The Society of Hospital Medicine asserts that one of the key principles of an effective hospital medicine group is demonstrating a commitment to continuous quality improvement (QI) and actively participating in initiatives directed at quality and patient safety.1 Large hospitalist groups expect their physicians to contribute to the QI initiatives of the hospitals they staff. But as any hospitalist practicing in a community setting can tell you, QI is much easier said than done.
Acknowledge, Overcome the Obstacles
One of the first hurdles hospitalists must overcome when initiating a QI program is finding the time in their schedule as well as obtaining the time commitment from group leadership and fellow clinicians.
“If a hospitalist has no dedicated time and is working clinically, it is difficult to find time to organize a study,” says Kenneth Epstein, MD, chief medical officer of Hospitalist Consultants, the hospitalist management division of ECI Healthcare Partners, in Traverse City, Mich.
However, many national hospitalist management groups, including ECI and IPC Healthcare of North Hollywood, Calif., expect their clinicians to be continuously engaged in QI projects relative to their facility.
Beyond time, an even tougher obstacle to surmount is a lack of training, according to Kerry Weiner, MD, IPC chief medical officer.

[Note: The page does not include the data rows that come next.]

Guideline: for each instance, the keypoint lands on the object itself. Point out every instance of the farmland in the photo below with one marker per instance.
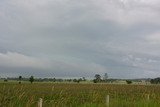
(78, 95)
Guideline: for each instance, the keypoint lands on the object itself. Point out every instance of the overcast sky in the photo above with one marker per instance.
(80, 38)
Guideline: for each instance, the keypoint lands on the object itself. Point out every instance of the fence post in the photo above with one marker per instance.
(40, 102)
(107, 101)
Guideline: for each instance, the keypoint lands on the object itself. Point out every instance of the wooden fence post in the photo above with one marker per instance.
(107, 101)
(147, 96)
(40, 102)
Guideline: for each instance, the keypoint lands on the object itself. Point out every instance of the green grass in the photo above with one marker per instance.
(13, 94)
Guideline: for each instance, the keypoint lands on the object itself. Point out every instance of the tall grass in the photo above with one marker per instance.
(78, 95)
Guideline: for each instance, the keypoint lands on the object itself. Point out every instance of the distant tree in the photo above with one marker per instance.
(155, 80)
(31, 79)
(20, 79)
(6, 80)
(97, 78)
(128, 81)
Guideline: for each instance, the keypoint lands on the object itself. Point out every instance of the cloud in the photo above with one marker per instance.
(72, 38)
(154, 38)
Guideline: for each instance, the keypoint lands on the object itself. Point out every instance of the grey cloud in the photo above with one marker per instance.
(73, 38)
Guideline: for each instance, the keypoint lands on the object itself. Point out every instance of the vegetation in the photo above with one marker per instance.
(78, 95)
(31, 79)
(155, 80)
(128, 81)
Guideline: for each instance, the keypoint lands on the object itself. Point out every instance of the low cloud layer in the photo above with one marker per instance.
(67, 38)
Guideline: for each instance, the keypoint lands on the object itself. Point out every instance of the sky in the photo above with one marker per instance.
(80, 38)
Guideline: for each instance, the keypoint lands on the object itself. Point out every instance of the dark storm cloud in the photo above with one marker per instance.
(69, 38)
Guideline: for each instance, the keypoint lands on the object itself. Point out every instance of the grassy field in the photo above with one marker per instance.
(78, 95)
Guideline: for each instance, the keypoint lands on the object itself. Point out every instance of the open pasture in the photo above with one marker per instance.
(78, 95)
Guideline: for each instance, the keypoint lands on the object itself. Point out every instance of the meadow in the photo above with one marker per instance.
(78, 95)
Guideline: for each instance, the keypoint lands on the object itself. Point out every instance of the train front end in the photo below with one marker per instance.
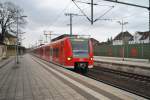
(81, 55)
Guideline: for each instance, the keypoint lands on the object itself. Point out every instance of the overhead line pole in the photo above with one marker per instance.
(71, 15)
(130, 4)
(91, 12)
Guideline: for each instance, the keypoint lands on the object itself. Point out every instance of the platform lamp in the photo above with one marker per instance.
(122, 23)
(17, 60)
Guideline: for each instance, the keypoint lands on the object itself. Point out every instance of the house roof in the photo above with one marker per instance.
(122, 35)
(145, 35)
(10, 35)
(94, 40)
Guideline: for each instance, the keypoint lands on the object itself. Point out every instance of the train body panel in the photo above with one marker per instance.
(69, 52)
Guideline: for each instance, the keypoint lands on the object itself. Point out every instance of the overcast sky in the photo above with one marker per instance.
(49, 15)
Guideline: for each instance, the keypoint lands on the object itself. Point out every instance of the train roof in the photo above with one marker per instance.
(67, 35)
(63, 36)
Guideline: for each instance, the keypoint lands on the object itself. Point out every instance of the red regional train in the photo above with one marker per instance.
(70, 51)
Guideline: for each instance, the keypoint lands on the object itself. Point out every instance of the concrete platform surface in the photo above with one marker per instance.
(34, 79)
(127, 61)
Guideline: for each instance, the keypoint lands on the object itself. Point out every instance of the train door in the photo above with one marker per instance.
(61, 53)
(51, 53)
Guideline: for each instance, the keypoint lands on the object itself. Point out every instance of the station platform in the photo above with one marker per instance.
(35, 79)
(135, 66)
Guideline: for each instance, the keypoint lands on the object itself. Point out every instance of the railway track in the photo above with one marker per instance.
(132, 83)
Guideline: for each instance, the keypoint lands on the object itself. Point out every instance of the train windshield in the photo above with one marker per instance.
(80, 47)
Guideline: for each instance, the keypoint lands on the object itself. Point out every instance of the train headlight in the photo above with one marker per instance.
(91, 58)
(69, 58)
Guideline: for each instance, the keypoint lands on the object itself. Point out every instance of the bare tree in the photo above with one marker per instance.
(9, 13)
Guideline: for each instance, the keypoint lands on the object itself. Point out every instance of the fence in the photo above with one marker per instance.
(141, 51)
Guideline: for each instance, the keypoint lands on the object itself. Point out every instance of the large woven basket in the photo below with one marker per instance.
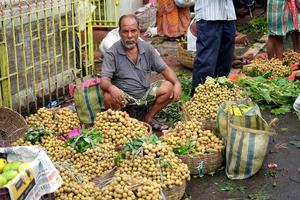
(185, 57)
(211, 162)
(175, 193)
(12, 126)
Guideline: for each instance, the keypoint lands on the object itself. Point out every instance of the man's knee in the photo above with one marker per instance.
(108, 102)
(165, 88)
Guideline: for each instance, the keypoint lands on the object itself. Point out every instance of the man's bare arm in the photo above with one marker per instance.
(169, 75)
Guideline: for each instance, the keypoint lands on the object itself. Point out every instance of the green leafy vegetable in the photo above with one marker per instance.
(136, 146)
(277, 94)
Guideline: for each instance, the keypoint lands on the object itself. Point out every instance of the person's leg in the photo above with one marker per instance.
(208, 43)
(162, 100)
(295, 41)
(224, 61)
(275, 47)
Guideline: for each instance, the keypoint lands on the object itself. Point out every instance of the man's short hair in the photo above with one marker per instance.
(128, 16)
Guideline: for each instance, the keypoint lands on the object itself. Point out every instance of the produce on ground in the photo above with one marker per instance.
(188, 137)
(277, 94)
(131, 187)
(66, 120)
(9, 170)
(204, 104)
(75, 186)
(238, 110)
(291, 57)
(272, 66)
(153, 160)
(117, 127)
(56, 121)
(85, 152)
(43, 118)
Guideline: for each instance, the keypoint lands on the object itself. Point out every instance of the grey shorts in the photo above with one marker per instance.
(138, 108)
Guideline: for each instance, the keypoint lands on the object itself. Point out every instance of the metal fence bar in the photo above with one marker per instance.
(106, 13)
(45, 45)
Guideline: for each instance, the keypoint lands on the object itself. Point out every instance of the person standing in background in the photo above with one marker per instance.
(280, 23)
(172, 21)
(216, 26)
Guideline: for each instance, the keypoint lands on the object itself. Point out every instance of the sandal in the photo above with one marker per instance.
(239, 63)
(158, 126)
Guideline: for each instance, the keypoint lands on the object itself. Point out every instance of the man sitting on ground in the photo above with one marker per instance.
(125, 76)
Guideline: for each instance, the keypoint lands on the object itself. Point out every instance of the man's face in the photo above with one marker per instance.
(129, 32)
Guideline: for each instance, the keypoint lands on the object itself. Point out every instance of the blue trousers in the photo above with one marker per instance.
(215, 45)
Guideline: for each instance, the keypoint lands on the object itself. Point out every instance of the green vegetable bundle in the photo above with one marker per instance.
(278, 94)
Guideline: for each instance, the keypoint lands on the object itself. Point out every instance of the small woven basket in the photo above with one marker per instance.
(175, 193)
(185, 57)
(12, 126)
(210, 162)
(146, 17)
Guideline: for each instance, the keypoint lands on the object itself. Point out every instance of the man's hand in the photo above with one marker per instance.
(117, 95)
(176, 94)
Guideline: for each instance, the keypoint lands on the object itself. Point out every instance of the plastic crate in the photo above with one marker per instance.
(4, 195)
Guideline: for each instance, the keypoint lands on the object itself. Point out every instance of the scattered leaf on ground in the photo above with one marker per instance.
(260, 195)
(296, 143)
(229, 186)
(284, 129)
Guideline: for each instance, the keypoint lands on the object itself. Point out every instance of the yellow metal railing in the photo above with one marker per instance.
(105, 14)
(42, 42)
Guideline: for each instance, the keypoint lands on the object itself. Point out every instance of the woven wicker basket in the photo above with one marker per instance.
(211, 162)
(175, 193)
(185, 57)
(12, 126)
(146, 17)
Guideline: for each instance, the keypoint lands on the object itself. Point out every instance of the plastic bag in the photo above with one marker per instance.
(297, 104)
(184, 3)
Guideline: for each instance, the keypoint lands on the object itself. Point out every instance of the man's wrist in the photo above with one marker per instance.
(110, 88)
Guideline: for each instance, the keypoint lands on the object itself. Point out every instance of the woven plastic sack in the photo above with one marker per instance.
(88, 98)
(184, 3)
(247, 120)
(247, 148)
(297, 104)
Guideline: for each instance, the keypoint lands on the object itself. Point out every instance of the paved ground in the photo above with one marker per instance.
(283, 184)
(262, 185)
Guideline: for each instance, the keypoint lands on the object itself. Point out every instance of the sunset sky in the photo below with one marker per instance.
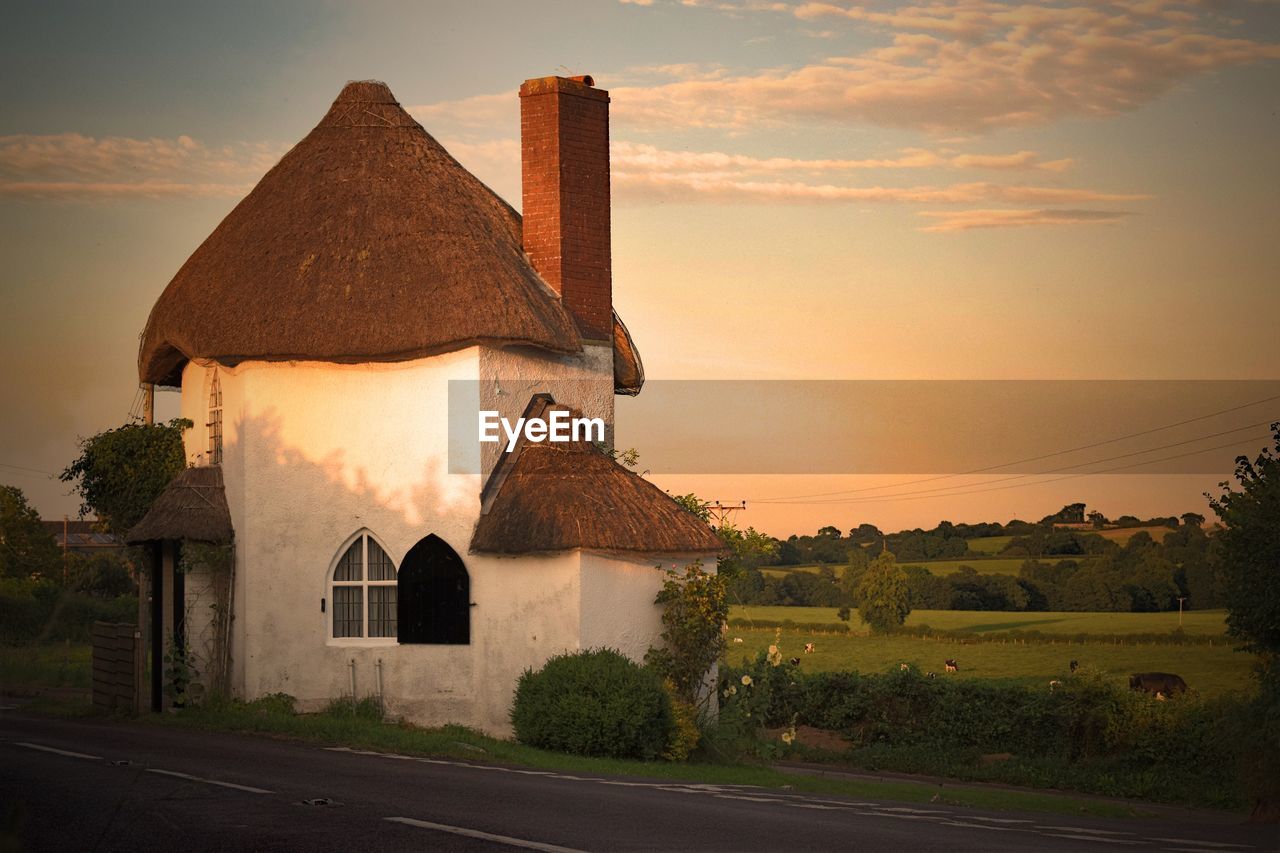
(837, 191)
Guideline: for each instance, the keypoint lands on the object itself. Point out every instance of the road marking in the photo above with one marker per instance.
(1083, 829)
(1098, 839)
(209, 781)
(487, 836)
(59, 752)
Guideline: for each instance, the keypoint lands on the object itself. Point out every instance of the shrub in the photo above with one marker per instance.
(594, 703)
(685, 734)
(347, 706)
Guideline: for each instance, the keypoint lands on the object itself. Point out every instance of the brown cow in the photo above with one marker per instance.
(1159, 684)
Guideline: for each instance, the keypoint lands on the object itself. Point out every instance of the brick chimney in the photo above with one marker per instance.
(565, 176)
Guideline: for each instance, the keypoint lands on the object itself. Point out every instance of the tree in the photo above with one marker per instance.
(1249, 565)
(122, 471)
(883, 596)
(1249, 583)
(26, 547)
(694, 620)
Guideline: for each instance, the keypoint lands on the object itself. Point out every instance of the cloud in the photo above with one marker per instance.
(73, 165)
(86, 190)
(476, 113)
(645, 173)
(635, 155)
(951, 65)
(954, 220)
(659, 186)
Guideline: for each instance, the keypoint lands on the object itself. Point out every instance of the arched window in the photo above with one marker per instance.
(215, 420)
(364, 591)
(434, 594)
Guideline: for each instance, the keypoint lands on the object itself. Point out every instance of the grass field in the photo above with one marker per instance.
(1202, 623)
(53, 665)
(982, 565)
(1121, 534)
(988, 544)
(1210, 669)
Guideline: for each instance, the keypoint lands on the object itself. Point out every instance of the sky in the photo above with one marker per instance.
(801, 191)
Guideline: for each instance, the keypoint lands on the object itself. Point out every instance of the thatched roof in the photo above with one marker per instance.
(627, 368)
(365, 242)
(545, 497)
(193, 506)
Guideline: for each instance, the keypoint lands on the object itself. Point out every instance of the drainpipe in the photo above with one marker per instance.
(382, 703)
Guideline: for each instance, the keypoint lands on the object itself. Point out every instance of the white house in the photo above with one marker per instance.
(314, 337)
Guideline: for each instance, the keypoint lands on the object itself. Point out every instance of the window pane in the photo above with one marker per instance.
(382, 611)
(348, 566)
(348, 607)
(380, 566)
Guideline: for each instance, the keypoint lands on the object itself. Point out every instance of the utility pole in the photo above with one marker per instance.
(722, 512)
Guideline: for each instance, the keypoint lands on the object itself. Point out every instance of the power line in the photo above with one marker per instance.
(1022, 461)
(31, 470)
(1068, 468)
(915, 496)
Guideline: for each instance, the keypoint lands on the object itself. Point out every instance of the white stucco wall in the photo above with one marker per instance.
(510, 377)
(315, 452)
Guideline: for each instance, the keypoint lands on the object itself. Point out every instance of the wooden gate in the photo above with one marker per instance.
(117, 666)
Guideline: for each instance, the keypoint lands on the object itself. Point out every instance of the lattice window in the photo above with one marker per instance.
(364, 591)
(215, 422)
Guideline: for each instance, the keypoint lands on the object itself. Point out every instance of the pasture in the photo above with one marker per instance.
(988, 544)
(1201, 623)
(982, 565)
(1210, 670)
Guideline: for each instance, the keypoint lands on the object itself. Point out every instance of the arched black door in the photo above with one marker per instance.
(434, 597)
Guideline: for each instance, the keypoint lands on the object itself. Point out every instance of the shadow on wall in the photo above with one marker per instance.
(293, 509)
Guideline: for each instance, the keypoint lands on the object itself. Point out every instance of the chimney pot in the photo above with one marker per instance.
(565, 170)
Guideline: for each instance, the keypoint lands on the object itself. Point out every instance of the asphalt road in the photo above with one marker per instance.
(73, 785)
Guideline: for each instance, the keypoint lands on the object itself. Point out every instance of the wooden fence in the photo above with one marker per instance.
(117, 666)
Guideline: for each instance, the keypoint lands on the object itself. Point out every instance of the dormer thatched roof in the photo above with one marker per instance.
(366, 242)
(193, 506)
(545, 497)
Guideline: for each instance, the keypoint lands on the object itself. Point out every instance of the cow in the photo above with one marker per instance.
(1159, 684)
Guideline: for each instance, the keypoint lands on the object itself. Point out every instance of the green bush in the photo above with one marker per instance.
(594, 703)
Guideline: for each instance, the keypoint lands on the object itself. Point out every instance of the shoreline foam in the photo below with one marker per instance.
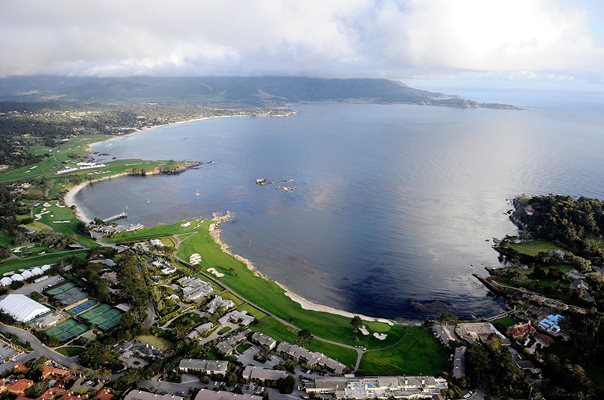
(215, 232)
(306, 304)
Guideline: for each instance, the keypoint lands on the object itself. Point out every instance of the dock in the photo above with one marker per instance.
(121, 215)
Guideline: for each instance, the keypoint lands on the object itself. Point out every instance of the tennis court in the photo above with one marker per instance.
(60, 289)
(70, 296)
(104, 316)
(88, 304)
(67, 330)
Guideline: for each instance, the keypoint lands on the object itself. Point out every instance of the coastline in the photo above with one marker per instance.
(146, 129)
(306, 304)
(215, 232)
(69, 198)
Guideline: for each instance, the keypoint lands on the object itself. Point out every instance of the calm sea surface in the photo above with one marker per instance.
(393, 203)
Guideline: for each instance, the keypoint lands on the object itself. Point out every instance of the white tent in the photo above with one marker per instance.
(27, 274)
(22, 308)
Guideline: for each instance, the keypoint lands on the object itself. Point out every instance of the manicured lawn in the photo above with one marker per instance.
(158, 343)
(251, 310)
(419, 353)
(14, 265)
(534, 247)
(282, 333)
(62, 219)
(49, 164)
(161, 230)
(70, 351)
(269, 296)
(243, 347)
(224, 330)
(5, 239)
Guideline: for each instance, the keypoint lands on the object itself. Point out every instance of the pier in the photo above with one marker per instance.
(121, 215)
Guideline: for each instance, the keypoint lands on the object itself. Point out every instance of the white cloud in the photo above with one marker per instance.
(324, 38)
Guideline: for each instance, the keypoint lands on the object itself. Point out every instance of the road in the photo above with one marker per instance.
(38, 346)
(537, 296)
(150, 320)
(284, 322)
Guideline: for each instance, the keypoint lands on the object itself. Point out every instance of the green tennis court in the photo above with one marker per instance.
(71, 296)
(104, 316)
(60, 289)
(67, 330)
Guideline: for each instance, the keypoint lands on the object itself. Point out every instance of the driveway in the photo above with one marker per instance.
(38, 346)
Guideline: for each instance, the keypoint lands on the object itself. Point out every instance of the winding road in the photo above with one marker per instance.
(38, 346)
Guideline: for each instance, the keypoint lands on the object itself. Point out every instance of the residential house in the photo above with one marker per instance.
(264, 340)
(212, 367)
(263, 374)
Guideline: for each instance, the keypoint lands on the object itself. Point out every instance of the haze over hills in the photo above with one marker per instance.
(223, 91)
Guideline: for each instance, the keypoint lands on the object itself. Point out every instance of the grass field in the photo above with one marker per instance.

He says that each of IPC’s clinical practice leaders must participate in a one-year training program that includes a QI project conducted within their facility and mentored by University of California, San Francisco faculty.
David Nash, MD, founding dean of Jefferson College of Population Health in Philadelphia, says The Joint Commission, as part of its accreditation process, requires hospitals to robustly review errors and “have a performance improvement system in place.” He believes the only way community hospitals can successfully undertake this effort is to make sure hospitalists have adequate training in quality and safety.
Training is available from SHM via its Quality and Safety Educators Academy as well as the American Association for Physician Leadership and the Institute for Healthcare Improvement. However, Dr. Nash recommends graduate-level programs in quality and safety available at several schools including Jefferson, Northwestern University in Chicago, and George Washington University in Washington, D.C.
Yet another hurdle is access to data. Many community hospitals have limited financial and human resources to collect accurate data to use for choosing an area to focus on and measuring improvement.
“Despite all the money invested in electronic medical records, finding timely and accurate data is still challenging,” says Jasen Gundersen, MD, president of Knoxville, Tenn.–based TeamHealth Acute Care Services. “The data may exist, but a community hospital may be limited when it comes to finding people to mine, configure, and analyze the data. Community hospitals tend to be focused on publically reported, whole-hospital data.
“If your project is not related to these metrics, you may have trouble getting quality department support.”
Dr. Weiner echoes that sentiment, noting most community hospitals “react to bad metrics, such as low HCAHPS scores. To get the most support possible,” he says, “design a QI program that people see as a genuine problem that needs to be fixed using their resources.”
Experience is another barrier to community-based QI projects. Dr. Gundersen believes that hospitalists who want to get involved in quality should first join a QI committee.
“One of the best ways to effect change in a hospital is to get to know the players—who’s who, who does what, and who is willing to help,” he says.